Sn掺杂CeO2中Ce3+的形成机制及其对质子交换膜燃料电池耐久性的影响

摘要/Abstract

摘要： 在质子交换膜燃料电池(PEMFC)运行过程中,产生的自由基会攻击质子交换膜,使其开裂或形成孔洞,导致电池失效。常见的改性方法是在质子交换膜(PEM)中添加自由基清除剂材料。基于此,本文合成了Sn掺杂CeO₂自由基清除剂,通过提高Ce³⁺浓度来增强其在PEMFC中自由基清除性能,避免PEM厚度迅速减薄,从而提高质子PEMFC的耐久性。密度泛函理论计算和试验结果表明,Sn掺杂会引起CeO₂产生晶格畸变,降低氧空位形成能,促进CeO₂中Ce³⁺的形成。同时,Sn²⁺的加入可将CeO₂-Sn样品中的Ce⁴⁺还原为Ce³⁺,提升Ce³⁺的浓度,从而提高PEM的耐久性。单电池测试结果表明,经70 h的开路电压衰减测试,CeO₂-Sn-5%改性后的质子交换膜组装的单电池电压衰减率最低(18%),且功率保留率(56%)比其他样品更高,表明该样品具有更优异的耐久性。

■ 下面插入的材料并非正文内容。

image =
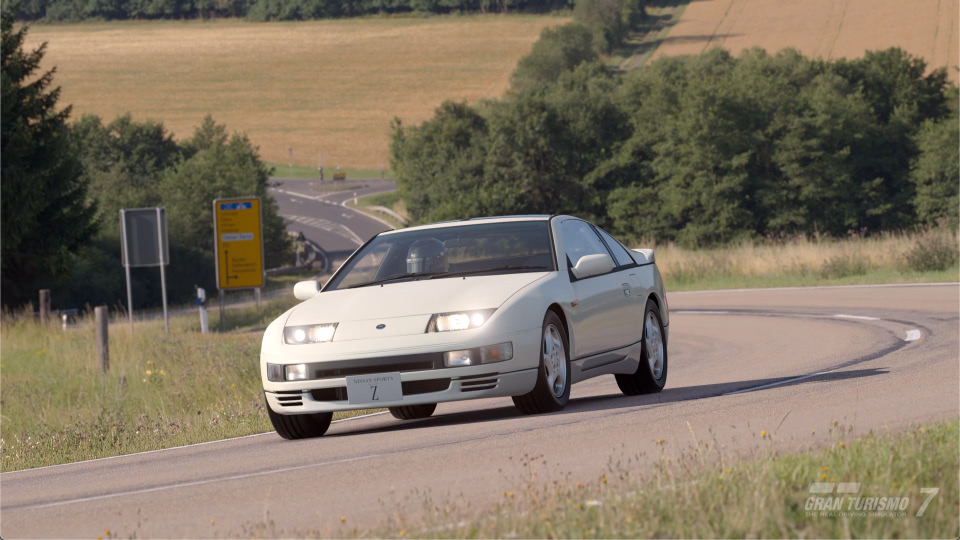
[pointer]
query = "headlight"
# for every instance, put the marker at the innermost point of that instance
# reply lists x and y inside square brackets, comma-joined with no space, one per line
[460,320]
[313,333]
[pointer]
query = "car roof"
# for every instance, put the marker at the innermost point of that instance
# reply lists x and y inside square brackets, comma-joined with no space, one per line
[474,221]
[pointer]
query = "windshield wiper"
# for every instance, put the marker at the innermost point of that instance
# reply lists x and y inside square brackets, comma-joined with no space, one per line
[391,278]
[485,270]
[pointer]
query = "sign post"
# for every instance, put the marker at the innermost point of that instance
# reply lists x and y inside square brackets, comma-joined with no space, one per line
[238,234]
[143,233]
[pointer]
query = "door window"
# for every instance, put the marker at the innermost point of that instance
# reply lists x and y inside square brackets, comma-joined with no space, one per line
[579,239]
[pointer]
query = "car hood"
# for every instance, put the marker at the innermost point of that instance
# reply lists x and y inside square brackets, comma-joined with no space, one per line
[406,306]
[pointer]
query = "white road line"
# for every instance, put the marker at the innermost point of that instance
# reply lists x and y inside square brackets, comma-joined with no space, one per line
[858,317]
[885,285]
[778,383]
[193,483]
[179,447]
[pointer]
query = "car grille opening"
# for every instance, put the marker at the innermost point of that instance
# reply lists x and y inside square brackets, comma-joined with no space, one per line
[370,370]
[474,383]
[290,398]
[411,388]
[338,393]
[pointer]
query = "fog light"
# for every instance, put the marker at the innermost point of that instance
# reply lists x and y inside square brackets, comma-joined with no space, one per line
[296,372]
[275,372]
[500,352]
[458,358]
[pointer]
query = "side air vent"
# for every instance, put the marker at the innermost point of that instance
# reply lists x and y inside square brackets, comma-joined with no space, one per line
[474,383]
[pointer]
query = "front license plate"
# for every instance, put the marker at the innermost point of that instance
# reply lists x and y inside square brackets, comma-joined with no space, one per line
[382,387]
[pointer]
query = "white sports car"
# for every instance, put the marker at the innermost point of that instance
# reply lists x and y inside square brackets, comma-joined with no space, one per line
[520,306]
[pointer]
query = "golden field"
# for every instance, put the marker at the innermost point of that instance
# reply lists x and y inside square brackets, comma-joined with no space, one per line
[328,86]
[821,28]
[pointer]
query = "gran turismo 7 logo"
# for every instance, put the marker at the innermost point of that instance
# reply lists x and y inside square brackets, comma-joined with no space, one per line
[843,499]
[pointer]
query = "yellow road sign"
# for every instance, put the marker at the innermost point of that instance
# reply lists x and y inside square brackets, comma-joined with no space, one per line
[239,237]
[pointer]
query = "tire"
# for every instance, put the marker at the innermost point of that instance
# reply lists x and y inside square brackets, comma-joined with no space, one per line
[299,426]
[413,412]
[552,391]
[651,376]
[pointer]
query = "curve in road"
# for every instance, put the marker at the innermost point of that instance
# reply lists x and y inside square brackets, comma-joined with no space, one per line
[788,361]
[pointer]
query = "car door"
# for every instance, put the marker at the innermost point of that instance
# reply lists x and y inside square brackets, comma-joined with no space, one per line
[603,318]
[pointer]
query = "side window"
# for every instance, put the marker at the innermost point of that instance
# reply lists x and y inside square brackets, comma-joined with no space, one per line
[579,239]
[619,252]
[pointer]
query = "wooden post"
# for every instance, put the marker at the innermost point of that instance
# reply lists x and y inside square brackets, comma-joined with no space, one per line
[101,321]
[44,306]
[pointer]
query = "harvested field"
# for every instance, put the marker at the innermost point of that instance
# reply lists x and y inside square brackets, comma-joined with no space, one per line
[821,28]
[317,86]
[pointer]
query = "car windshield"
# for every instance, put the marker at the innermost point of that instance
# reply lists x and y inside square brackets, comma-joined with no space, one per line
[484,248]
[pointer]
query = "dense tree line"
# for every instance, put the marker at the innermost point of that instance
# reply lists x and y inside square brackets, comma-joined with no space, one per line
[701,150]
[64,185]
[265,10]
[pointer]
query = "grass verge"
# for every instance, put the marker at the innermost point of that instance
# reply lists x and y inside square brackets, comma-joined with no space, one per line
[927,256]
[389,200]
[160,391]
[700,492]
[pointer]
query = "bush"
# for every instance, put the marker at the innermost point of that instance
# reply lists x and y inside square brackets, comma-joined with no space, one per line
[935,250]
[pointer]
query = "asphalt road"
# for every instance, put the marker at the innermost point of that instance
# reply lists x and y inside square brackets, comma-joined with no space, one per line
[321,215]
[787,361]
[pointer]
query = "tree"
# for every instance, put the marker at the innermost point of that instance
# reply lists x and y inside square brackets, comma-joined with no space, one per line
[557,51]
[936,171]
[46,216]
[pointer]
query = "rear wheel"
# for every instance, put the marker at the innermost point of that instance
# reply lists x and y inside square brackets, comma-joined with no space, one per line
[552,391]
[651,374]
[299,426]
[413,412]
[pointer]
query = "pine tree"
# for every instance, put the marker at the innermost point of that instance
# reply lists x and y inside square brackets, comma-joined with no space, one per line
[45,213]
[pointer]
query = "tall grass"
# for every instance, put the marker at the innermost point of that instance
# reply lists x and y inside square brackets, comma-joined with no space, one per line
[160,390]
[928,255]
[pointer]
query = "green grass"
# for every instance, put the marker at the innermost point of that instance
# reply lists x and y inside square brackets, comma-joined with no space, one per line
[389,200]
[700,492]
[160,391]
[284,170]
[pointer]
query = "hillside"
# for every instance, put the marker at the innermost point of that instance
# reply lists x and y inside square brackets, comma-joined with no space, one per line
[320,86]
[824,28]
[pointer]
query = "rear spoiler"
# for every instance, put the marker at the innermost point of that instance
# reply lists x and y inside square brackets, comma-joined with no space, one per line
[644,256]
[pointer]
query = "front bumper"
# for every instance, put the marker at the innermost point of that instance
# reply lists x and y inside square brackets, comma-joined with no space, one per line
[423,379]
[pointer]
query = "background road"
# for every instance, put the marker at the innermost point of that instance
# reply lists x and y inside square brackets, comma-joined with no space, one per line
[787,361]
[322,216]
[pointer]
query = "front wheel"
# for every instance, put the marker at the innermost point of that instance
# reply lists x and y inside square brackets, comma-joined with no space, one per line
[552,391]
[299,426]
[651,374]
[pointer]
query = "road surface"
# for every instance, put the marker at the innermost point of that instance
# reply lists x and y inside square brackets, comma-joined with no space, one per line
[322,216]
[787,361]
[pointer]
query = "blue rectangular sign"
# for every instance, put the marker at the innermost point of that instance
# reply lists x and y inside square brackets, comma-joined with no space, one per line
[237,206]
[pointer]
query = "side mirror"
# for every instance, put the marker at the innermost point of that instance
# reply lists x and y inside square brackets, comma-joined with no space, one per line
[646,256]
[306,290]
[593,265]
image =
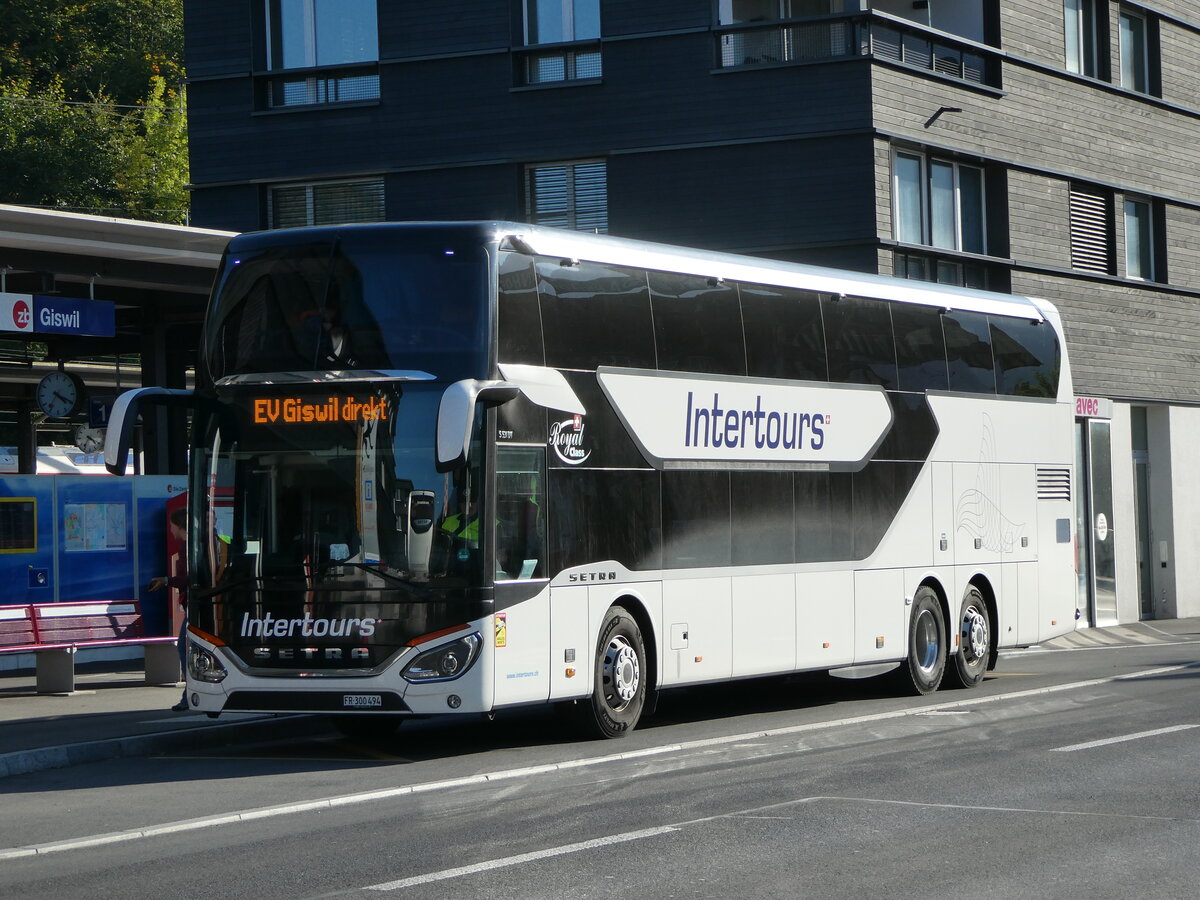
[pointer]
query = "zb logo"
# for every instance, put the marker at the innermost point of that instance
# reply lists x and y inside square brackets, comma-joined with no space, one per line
[21,315]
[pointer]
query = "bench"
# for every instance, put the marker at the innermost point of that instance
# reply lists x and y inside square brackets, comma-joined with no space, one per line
[55,631]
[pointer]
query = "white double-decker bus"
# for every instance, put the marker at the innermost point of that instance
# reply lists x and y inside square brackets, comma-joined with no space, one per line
[459,467]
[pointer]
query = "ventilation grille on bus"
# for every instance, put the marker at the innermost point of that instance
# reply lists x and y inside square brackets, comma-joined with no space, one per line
[1054,484]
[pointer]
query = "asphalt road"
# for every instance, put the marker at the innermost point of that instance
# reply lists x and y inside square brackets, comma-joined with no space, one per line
[1067,774]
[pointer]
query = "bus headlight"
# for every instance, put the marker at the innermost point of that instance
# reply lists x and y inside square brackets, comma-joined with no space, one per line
[204,666]
[444,663]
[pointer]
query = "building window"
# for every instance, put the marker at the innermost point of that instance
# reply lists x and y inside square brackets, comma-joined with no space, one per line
[939,203]
[1134,52]
[329,203]
[340,36]
[1091,229]
[568,195]
[1140,245]
[1083,45]
[555,22]
[942,271]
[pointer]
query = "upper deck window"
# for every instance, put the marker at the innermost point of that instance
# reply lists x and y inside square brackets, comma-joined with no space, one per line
[556,22]
[363,299]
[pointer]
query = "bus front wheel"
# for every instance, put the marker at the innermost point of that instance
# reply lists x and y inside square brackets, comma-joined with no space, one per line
[922,671]
[973,629]
[619,688]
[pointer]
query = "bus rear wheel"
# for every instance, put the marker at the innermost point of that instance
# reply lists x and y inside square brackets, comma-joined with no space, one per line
[922,671]
[619,678]
[975,641]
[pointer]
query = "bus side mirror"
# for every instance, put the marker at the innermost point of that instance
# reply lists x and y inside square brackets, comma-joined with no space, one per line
[456,414]
[125,415]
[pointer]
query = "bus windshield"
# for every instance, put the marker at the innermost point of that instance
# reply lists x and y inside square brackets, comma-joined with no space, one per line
[334,489]
[349,299]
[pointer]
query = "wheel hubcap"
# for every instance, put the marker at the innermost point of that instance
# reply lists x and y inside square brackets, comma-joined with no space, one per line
[622,672]
[975,634]
[927,642]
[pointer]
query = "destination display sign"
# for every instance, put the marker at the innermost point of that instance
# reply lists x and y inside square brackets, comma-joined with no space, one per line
[304,411]
[684,420]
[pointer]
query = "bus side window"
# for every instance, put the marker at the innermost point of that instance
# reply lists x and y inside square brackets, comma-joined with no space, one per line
[520,513]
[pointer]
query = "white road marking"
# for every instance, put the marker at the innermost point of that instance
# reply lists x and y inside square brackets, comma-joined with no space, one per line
[549,768]
[1122,738]
[521,859]
[742,815]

关键词: CeO₂, Sn掺杂, 密度泛函理论计算, 氧空位, 质子交换膜燃料电池, 耐久性

Abstract: During the operation of a proton exchange membrane fuel cell (PEMFC), free radicals generated by PEMFC usually attack proton exchange membrane (PEM), causing the formation of crack or holes, which make the cell failure. Adding free radical scavenger material into PEM is regarded as a commonly modification method. Here, a Sn-doped CeO₂ free radical scavenger was synthesized. By increasing the concentration of Ce³⁺, the free radical scavenging performance of CeO₂ in PEMFC could be enhanced, which could avoid PEM thickness to decrease rapidly, and the durability of PEMFC could be improved. Density functional theory calculation and experimental results show that Sn-doping can cause lattice distortion of CeO₂, reduce the formation energy of oxygen vacancy, and improve the formation of Ce³⁺ in CeO₂. At the same time, the addition of Sn²⁺ can reduce Ce⁴⁺ in CeO₂-Sn to form Ce³⁺, which is conducive to increasing the concentration of Ce³⁺ and thus improving the durability of PEM. The results of single cell test show that the voltage attenuation rate of the single cell assembled with CeO₂-Sn-5% modified is the lowest (18%) and the power retention rate (56%) of the single cell is higher than that of other PEM after 70 h open circuit voltage decay test, which indicates that the sample has better durability.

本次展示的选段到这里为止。